The Cybersecurity Maturity Model Certification (CMMC) has always been clear about its mission: to create more secure information systems within the Defense Industrial Base (DIB). Before the establishment of the CMMC, DIB companies only had to self-attest to meeting NIST 800-171 requirements. The CMMC requires that organizations prove compliance through certifications of their information systems through third-party audits. This new approach is much like the “trust but verify” stance that President Reagan took during the nuclear standoff with the Soviets during the Cold War, minus the trust. The added layer of accountability for organizations within the DIB will ensure that organizations are doing what they say they are doing. NIST 800-171 requires every organization, at a minimum, to have a system security plan (SSP), to define system boundaries, and to identify all gaps in a plan of action and milestones (POA&M). Based on the experience of OCD Tech, most Defense contractors currently fall far short of those minimum requirements. The CMMC demands that not only do all Defense contractors have the bare minimum but will have no gaps in their cybersecurity program.
However, the question remains: would this added layer of accountability for compliance have insulated the DIB against the SolarWinds attack? The short answer is no. In the world of cybersecurity consulting and auditing, one thing has always been made clear: compliance does not equal security. Indeed, organizations should look at compliance frameworks like a minimum standard for security. In other words, CMMC establishes the minimum of what an organization ought to be doing in its environment to be deemed acceptable to be awarded contracts.

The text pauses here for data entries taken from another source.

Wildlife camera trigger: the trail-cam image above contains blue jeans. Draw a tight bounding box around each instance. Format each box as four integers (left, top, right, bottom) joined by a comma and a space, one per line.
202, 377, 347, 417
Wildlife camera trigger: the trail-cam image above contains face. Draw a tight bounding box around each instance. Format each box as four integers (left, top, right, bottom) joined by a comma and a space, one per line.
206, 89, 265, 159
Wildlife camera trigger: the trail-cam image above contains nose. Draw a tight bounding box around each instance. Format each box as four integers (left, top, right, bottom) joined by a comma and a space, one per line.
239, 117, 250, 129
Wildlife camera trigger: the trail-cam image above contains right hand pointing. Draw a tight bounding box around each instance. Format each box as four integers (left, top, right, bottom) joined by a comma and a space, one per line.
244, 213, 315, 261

The CMMC requires organizations to perform maintenance on organizational systems (MA.2.111), which includes installing patches and updates from vendors. Many organizations affected by the SolarWinds attack were engaging in “good” cyber hygiene by updating their software sent by SolarWinds. Cybersecurity professionals at every level should regularly update software after reviewing the system impact and security implications of the changes. Unfortunately, it was a software update that contained the malicious code which installed a backdoor into all of the systems that installed the software update pushed by SolarWinds. Many of the affected organizations were doing their best to do the right thing, however, this attack proves that compliance with cybersecurity frameworks does not always insulate organizations from attacks.

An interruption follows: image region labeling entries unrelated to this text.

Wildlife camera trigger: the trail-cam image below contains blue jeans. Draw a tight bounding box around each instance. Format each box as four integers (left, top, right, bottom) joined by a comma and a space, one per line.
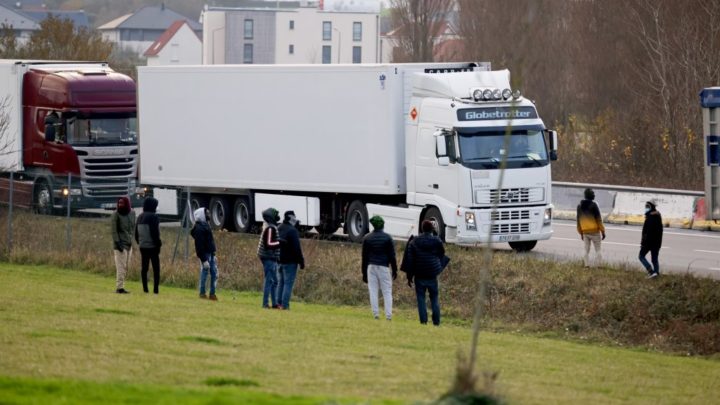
260, 259, 277, 307
277, 263, 298, 309
200, 255, 217, 295
415, 279, 440, 326
638, 246, 660, 274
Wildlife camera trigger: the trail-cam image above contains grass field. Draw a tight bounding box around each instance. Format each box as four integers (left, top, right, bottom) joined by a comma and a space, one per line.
0, 264, 720, 404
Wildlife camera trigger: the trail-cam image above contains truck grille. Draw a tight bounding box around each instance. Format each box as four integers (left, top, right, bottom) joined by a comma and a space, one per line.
475, 187, 545, 205
490, 210, 530, 221
492, 223, 530, 235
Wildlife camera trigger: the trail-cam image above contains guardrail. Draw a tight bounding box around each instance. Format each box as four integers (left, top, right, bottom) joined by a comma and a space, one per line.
553, 181, 720, 231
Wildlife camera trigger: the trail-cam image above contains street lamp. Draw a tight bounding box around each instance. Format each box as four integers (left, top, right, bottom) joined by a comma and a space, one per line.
333, 27, 342, 63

One of the hallmarks of having “good” cyber hygiene is having policies and procedures in place. In fact, the CMMC demands policies and procedures starting in maturity level two (XX.2.999 and XX.2.998 respectively). The main reason that policies and documented procedures are essential to having good cyber hygiene is because they are the founding documents for a company’s cybersecurity program. You simply cannot have a cybersecurity program without policies. Without established policies, procedures are performed ad hoc, practices and responses to incidents are inconsistent, and disparate efforts across your company may not align to support the common goals of security. Policies establish organizational expectations for planning and performing cybersecurity activities and communicate those expectations to the organization. Senior leaders within an organization should sign and support the policies to show their support and buy-in of cybersecurity activities.

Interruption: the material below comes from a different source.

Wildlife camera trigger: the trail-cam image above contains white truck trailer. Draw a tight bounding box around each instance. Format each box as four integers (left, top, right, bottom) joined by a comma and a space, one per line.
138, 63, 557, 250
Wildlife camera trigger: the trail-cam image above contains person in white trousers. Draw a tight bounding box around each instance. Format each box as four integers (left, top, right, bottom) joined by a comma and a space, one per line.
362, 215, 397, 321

Establishing cybersecurity policies is the first step to “good” cyber hygiene and ensuring those policies contain the right controls is the second step. With regards to the SolarWinds attack, and recognizing that this type of exploit could not have been prevented in the downstream, one of the most impactful controls downstream companies can implement is a robust policy to create and review audit logs. The term “audit log” shows up 169 times in the CMMC Assessment Guide, and not just in the Audit and Accountability domain. Audit logs are simply a record of events and changes in a system. Malicious cyber actors and authorized users alike create events and changes in a system and by creating a log of those events and changes, it is possible to detect variation in baseline activities by implementing a tool to detect such variations in activity. For example, if your company is on the East Coast and generally works Monday through Friday from 0800 until 1700 (cushy job!) and observes Federal Holidays you would expect a lot of events and changes during those hours. However, even a manual review of audit logs could uncover potential malicious activities if changes and events are logged over a long holiday weekend or observed nightly after 1700 EST/EDT. Specialized tools can detect much more nuanced variances in baseline activities; however, detection is still based on observed events and changes. Considering the SolarWinds attack, companies should establish, through policy, the types of events that necessitate logging, define the frequency at which those logs are audited, and establish the procedures that enable the established logging and auditing policies.
While the SolarWinds attack itself could not have been prevented by downstream recipients of the SolarWinds software, it is good cyber hygiene combined with a proactive cybersecurity posture that can help companies detect future exploits of the implanted malicious code carried by the SUNBURST malware. No compliance framework can prevent an organization from falling victim to such a sophisticated attack, however, good cyber hygiene can mitigate and remediate damages from malicious cyber actors.